Fear? Apathy?

Revelations of high-profile harassment cases have continued to expose the murky underbelly of toxic workplaces. Our eyes have been opened to the very fact that bullying, discrimination and harassment at work exist.

However, while our eyes appear to be open, we continue to turn the other cheek. We have a heightened awareness of toxic behaviour, yet that doesn’t necessarily mean it is being confronted. 

One rule for one, one rule for another

Toxic behaviour seems to be permitted for some and not others. Why? Because we make excuses for them: “It’s just her way”, “he’s harmless”, “but he’s loyal”, “she’s the manager so likes to have the final say”.

A fear of change

Confronting and addressing an employee’s inappropriate behaviour will impact the organisation. But we tend to focus on the negative rather than the positive impact of addressing – or even acknowledging – toxic workplace behaviour.

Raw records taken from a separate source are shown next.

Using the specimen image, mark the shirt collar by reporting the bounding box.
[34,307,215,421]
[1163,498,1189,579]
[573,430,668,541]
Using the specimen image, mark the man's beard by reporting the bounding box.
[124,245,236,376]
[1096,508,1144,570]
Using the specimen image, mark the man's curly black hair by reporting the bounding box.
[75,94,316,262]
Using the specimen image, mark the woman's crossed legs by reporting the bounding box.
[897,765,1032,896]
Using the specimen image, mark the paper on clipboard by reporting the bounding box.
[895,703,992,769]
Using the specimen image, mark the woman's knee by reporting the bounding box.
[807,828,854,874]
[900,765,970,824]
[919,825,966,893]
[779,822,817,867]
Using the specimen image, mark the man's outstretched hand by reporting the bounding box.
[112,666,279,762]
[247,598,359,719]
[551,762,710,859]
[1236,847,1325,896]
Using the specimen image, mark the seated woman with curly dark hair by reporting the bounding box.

And it is this fear that not only prevents victims coming forward and speaking out, but also prevents the behaviour being actively challenged.

“What happens if they leave? Will they take people with them?”

“He has such a great relationship with clients, what will they think? Will they take their business elsewhere?”

“She is a top performer and one of our only female leaders, it would be detrimental to both the bottom line and to the organisation’s reputation to lose her.”

The question that should be asked here is, “what will happen if they stay?” What is the long-term, negative impact of their continued toxic behaviour on the organisation and its people? And what is the positive impact on the organisation in not tolerating toxic behaviour?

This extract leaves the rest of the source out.